本文对古代壁画图像保护与智能修复技术的研究主要用于解决古代壁画的线描图生成、病害识别、缺损区域分割以及缺损修复等问题。现有相关图像处理和修复技术没有紧密结合古代壁画图像的特征及其相关文化艺术信息,难以解决上述问题,其不足主要表现在:首先,古代壁画中线描笔划具有特定的艺术风格,现有用于生成线描图的图像处理技术没有考虑上述风格;其次,在进行古代壁画病害的特征提取时,没有针对古代壁画病害图像存在的亮度和角度不一致以及含有噪声等特点进行专门设计;再次,能用于古代壁画缺损区域分割的图像分割技术还无法有效综合底层线索和高层语义知识,古代壁画缺损的类别信息等高层语义知识没有得到很好利用;最后,能用于古代壁画缺损虚拟修复的图像缺损信息修复技术存在错误传递或未考虑结构信息等问题。

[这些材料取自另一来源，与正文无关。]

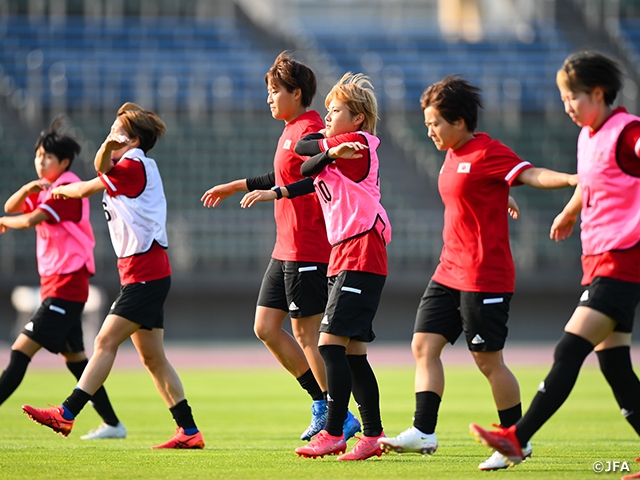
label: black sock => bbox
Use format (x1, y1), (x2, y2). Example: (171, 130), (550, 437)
(296, 369), (324, 400)
(318, 345), (351, 437)
(498, 403), (522, 428)
(413, 392), (442, 434)
(0, 350), (31, 405)
(347, 355), (382, 437)
(67, 358), (119, 427)
(62, 387), (91, 418)
(169, 398), (198, 435)
(516, 332), (593, 446)
(596, 346), (640, 435)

为了解决以上问题,本文对古代壁画图像保护与智能修复技术进行了深入的研究。主要研究内容如下:
1.提出了一种壁画线描图生成技术。首先根据古代壁画中线描具有的特殊颜色和狭长形体结构,提出了一种综合颜色和形状特征的线描提取算法,自动提取出壁画中残留的线描笔划得到不完整的线描图;在此基础上,提出了一种基于笔划模型的线描图交互绘制方法,通过定义基于骨架的笔划模型来模拟艺术家总结出的线描笔划风格并作为笔划风格模板,在交互绘制时利用边缘跟踪和笔划风格类比学习算法辅助线描图的交互绘制。该方法同时采用了艺术家的专业知识和用户交互信息,能够实现任意古代壁画的线描图绘制。
2.提出了一种基于纹理特征和支持向量机的壁画病害识别技术。首先针对古代壁画病害图像存在亮度和角度不一致以及含有噪声等情况,提出了一种基于小波局部二值模式的旋转无关和灰度尺度无关纹理特征提取方法,通过对图像进行小波变换并抑制部分高频信息,克服了原有局部二值模式纹理特征提取方法存在的对噪声敏感性和尺度受内存大小限制等缺点;然后,针对古代壁画病害识别属于多类分类问题的情况,采用了一种新的基于树结构的多类支持向量机,通过利用核空间的类间距度量,克服了传统方法中直接在低维特征空间上计算各类间的间距而无法真实反映类间距的问题。最后,利用上述小波局部二值模式纹理特征提取方法和多类支持向量机实现了古代壁画病害的识别。
3.提出了一种基于图割的壁画缺损区域同步检测与分割技术。通过把古代壁画缺损区域的检测和分割问题建模为条件随机场中的最大后验概率问题,进而转化为基于图割的能量函数最小化问题,并利用类别信息等高层语义知识和底层线索分别来定义似然能量函数和先验能量函数,有效地综合了自下往上和自上而下的分割算法思想,实现了古代壁画缺损区域的准确分割。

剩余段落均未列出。